Au Brésil, des milliers de Brésiliens s‘étaient exilés pendant la dictature militaire qui a pris fin en 1985. Carlos Alfonso (qu’on appelle le « Père de l’internet brésilien » et a été le premier président d’APC) et son compagnon de militantisme Hebert « Betinho » de Souza ont vécu au Canada la croissance des réseaux informatiques. À leur retour au Brésil, ils ont mis en place le nœud d’APC Alternex. Dans les années 1990, la plupart des militants sociaux du Brésil avaient leur compte à alternex.apc.org.
« Je n’y changerais rien »
Est-ce qu’on aurait dû faire les choses d’une autre façon? Ian Peter répond : « Je n’y changerais rien – la naïveté, l’excitation, la passion et le dynamisme ont été merveilleux ».

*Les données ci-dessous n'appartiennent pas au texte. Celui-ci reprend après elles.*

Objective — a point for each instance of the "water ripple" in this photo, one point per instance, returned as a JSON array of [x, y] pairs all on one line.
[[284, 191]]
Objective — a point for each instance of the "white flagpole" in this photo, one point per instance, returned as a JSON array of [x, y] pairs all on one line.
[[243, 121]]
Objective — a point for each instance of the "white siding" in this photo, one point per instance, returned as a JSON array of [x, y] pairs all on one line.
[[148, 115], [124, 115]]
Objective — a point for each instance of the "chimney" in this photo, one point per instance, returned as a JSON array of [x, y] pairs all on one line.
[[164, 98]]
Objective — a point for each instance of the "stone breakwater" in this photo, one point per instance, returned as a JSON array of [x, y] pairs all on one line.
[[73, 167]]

« Je pense qu’APC a joué un rôle bien plus important dans l‘évolution de l’internet que ce qui a été dit par la plupart des journalistes et historiens. Bien peu comprennent en effet les origines de l’internet et les raisons de son existence – choses que je tente de clarifier sur www.nethistory.info », dit-il.
Le Professeur Peter Willetts semble d’accord avec lui. Dans sa conférence intitulée Who really created the internet? (Qui est le véritable créateur de l’internet?) donnée à la City University de Londres, il soutient que dans la moitié des années 1980, APC a joué un rôle fondamental pour faire de l’internet une plateforme publique et ouverte pour les communications internationales, et que les décisions prises par les co-fondateurs d’APC, Mark Graham et Scott Weikart de PeaceNet aux États-Unis et Mitra Ardron de GreenNet ont créé un réseau ouvert, et ce bien avant que la première page web ne soit rédigée.
C’est grâce à ces personnes et à leurs organisations à but non lucratif que l’internet est tel qu’il est, radicalement différent de ce qu’il aurait été si les gouvernements ou les entreprises transnationales l’avaient créé, affirme-t-il.
Frederick Noronha est journaliste indépendant ; il vit à Goa en Inde, et est co-fondateur du membre d’APC Bytes For All. Il a très tôt eu accès au cyberespace, grâce au travail d’APC en Inde.
Karen Higgs est la directrice des communications d’APC. Lors du dixième anniversaire d’APC, elle venait de rejoindre le réseau en tant qu‘éditeur du site web. Comme d’autres membres du personnel virtuel d’APC, elle travaille dans un bureau installé chez elle, à Montevideo en Uruguay.